SAT.leaps = leaps(X_SAT, Y_SAT, nbest=3, method='Cp')
Cp_idx = which((SAT.leaps$Cp == min(SAT.leaps$Cp)))
best.model.Cp = colnames(X_SAT)[SAT.leaps$which[Cp_idx,]]
best.model.Cp
  1. 'Years'
  2. 'Public'
  3. 'Expend'
  4. 'Rank'

plot(SAT.leaps$size,
     SAT.leaps$Cp,
     pch=23,
     bg='orange',
     cex=2,
     ylab='C_p',
     xlab='Model size')
points(SAT.leaps$size[Cp_idx],
       SAT.leaps$Cp[Cp_idx],
       pch=24, 
       bg='red', 
       cex=3)
../../_images/c528e2496e4f6c95947914d295104e5357504a08fd12043beb90189d87d17375.png

Figure#

  • Plot of \(C_p\) of a model as a function of the model size.

  • The “best” model in terms of \(C_p\) is not the full model: has size 5 (4 variables plus intercept)

  • Agrees with R^2_a.

Sequential search (step in R)#

  • The step function uses a specific score for comparing models.

Akaike Information Criterion (AIC)#

\[AIC({\cal M}) = - 2 \log L({\cal M}) + 2 \cdot p({\cal M})\]
  • Above, \(L({\cal M})\) is the maximized likelihood of the model.

Bayesian Information Criterion (BIC)#

\[BIC({\cal M}) = - 2 \log L({\cal M}) + \log n \cdot p({\cal M})\]
  • Note: AIC/BIC be used for whenever we have a likelihood, so this generalizes to many statistical models.

AIC for regression#

  • In linear regression with unknown \(\sigma^2\)

\[-2 \log L({\cal M}) = n \log(2\pi \widehat{\sigma}^2_{MLE}) + n\]
  • In linear regression with known \(\sigma^2\)

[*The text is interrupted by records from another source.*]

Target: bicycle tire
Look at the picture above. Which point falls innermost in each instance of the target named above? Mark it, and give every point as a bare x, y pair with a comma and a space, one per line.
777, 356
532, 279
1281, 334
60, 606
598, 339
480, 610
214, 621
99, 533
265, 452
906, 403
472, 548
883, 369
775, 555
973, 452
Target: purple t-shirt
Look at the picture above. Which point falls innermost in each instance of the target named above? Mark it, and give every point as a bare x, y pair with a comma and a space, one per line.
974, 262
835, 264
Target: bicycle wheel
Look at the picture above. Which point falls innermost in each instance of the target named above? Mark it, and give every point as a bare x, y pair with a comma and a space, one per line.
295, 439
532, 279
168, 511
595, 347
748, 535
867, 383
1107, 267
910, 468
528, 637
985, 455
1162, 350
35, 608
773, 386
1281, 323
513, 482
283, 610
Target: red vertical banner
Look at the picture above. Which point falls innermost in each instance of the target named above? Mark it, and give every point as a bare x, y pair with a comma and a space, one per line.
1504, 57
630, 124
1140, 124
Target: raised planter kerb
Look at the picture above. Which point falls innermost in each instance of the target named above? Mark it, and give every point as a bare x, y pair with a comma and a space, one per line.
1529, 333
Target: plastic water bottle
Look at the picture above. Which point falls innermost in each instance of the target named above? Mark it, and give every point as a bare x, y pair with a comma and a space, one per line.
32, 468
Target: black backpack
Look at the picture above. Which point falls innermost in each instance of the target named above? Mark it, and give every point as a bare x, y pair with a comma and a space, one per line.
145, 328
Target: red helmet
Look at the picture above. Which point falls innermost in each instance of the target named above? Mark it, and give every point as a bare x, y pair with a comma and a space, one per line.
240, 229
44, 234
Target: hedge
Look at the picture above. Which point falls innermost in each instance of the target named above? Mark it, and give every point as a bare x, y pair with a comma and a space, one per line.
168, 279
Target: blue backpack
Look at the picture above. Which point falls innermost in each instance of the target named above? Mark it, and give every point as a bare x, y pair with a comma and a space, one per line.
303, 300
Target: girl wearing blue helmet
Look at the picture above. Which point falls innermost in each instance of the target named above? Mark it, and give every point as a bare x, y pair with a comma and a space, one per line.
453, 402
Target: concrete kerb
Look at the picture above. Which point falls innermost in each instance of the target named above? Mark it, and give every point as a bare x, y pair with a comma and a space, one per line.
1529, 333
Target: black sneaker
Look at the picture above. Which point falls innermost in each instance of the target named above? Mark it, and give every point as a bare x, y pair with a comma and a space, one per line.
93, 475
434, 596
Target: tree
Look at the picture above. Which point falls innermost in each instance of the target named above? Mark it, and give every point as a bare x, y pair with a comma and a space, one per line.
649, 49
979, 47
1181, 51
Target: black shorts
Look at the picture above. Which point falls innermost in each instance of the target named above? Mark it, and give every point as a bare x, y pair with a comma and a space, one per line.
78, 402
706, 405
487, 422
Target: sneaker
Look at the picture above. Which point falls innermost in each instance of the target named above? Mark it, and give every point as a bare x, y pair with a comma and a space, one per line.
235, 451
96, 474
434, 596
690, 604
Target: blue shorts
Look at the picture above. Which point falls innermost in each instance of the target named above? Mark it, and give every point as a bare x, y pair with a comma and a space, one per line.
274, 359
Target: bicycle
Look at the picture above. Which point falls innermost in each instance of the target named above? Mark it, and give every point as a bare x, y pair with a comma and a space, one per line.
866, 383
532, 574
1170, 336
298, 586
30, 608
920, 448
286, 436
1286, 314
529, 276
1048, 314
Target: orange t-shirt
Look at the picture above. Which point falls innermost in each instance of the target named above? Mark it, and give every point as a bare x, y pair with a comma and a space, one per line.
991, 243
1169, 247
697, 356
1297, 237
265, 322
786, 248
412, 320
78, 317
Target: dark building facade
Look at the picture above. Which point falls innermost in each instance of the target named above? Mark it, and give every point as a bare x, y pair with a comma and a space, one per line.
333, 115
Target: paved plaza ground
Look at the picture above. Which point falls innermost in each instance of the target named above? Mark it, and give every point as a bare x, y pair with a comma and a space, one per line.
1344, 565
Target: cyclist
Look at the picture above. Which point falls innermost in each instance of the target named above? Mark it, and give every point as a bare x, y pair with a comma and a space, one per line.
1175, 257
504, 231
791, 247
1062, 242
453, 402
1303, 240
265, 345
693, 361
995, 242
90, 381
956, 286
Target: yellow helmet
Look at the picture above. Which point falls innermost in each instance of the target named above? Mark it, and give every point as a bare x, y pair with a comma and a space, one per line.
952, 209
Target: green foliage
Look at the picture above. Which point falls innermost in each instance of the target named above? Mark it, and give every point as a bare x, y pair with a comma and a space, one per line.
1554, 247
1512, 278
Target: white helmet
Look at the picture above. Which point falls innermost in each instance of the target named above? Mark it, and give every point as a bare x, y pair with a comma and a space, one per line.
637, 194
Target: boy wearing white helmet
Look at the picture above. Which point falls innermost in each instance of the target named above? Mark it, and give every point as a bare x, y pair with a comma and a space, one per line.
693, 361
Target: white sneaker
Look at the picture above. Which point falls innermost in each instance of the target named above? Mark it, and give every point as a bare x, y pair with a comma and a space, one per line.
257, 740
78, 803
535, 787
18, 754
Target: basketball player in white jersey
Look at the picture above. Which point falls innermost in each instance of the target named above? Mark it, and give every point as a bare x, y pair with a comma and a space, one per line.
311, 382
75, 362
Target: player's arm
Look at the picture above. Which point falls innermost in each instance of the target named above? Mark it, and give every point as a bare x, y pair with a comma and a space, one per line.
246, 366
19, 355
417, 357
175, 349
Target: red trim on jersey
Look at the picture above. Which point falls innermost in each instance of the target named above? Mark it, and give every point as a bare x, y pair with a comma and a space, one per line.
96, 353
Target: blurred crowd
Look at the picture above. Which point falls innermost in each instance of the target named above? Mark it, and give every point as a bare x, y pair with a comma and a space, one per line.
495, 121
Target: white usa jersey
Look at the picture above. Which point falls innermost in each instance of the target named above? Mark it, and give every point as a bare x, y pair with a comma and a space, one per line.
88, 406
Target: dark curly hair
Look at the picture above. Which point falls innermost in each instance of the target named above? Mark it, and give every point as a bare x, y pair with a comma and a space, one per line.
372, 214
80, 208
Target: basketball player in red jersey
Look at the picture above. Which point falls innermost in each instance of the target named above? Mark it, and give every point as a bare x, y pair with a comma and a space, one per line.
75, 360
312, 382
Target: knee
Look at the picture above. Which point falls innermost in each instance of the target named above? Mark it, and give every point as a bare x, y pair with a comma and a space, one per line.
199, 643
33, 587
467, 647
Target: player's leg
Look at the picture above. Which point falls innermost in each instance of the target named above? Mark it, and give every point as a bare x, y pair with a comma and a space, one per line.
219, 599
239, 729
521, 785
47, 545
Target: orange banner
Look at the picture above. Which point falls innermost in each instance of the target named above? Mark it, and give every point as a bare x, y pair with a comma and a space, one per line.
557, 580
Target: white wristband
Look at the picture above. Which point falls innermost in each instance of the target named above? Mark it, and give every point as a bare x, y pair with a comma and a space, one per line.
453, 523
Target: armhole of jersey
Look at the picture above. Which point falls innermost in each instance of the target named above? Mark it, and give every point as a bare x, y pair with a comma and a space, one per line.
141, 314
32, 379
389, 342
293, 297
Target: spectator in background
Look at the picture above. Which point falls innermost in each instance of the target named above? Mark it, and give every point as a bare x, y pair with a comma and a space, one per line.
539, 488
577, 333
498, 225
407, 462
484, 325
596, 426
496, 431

\[-2 \log L({\cal M}) = \frac{1}{\sigma^2} SSE({\cal M})\]
  • AIC is very much like Mallow’s \(C_p\) with known variance.

n = nrow(X_SAT)
p = length(coef(SAT.lm)) + 1
c(n * log(2*pi*sum(resid(SAT.lm)^2)/n) + n + 2*p, AIC(SAT.lm))
  1. 477.477004344384
  2. 477.477004344384

Properties of AIC / BIC#

  • BIC will typically choose a model as small or smaller than AIC (if using the same search direction).

  • As our sample size grows, under some assumptions, it can be shown that

    1. AIC will (asymptotically) always choose a model that contains the true model, i.e. it won’t leave any variables out.

    2. BIC will (asymptotically) choose exactly the right model.

SAT example#

Let’s take a look at step in action. Probably the simplest strategy is forward stepwise which tries to add one variable at a time, as long as it can find a resulting model whose AIC is better than its current position.

When it can make no further additions, it terminates.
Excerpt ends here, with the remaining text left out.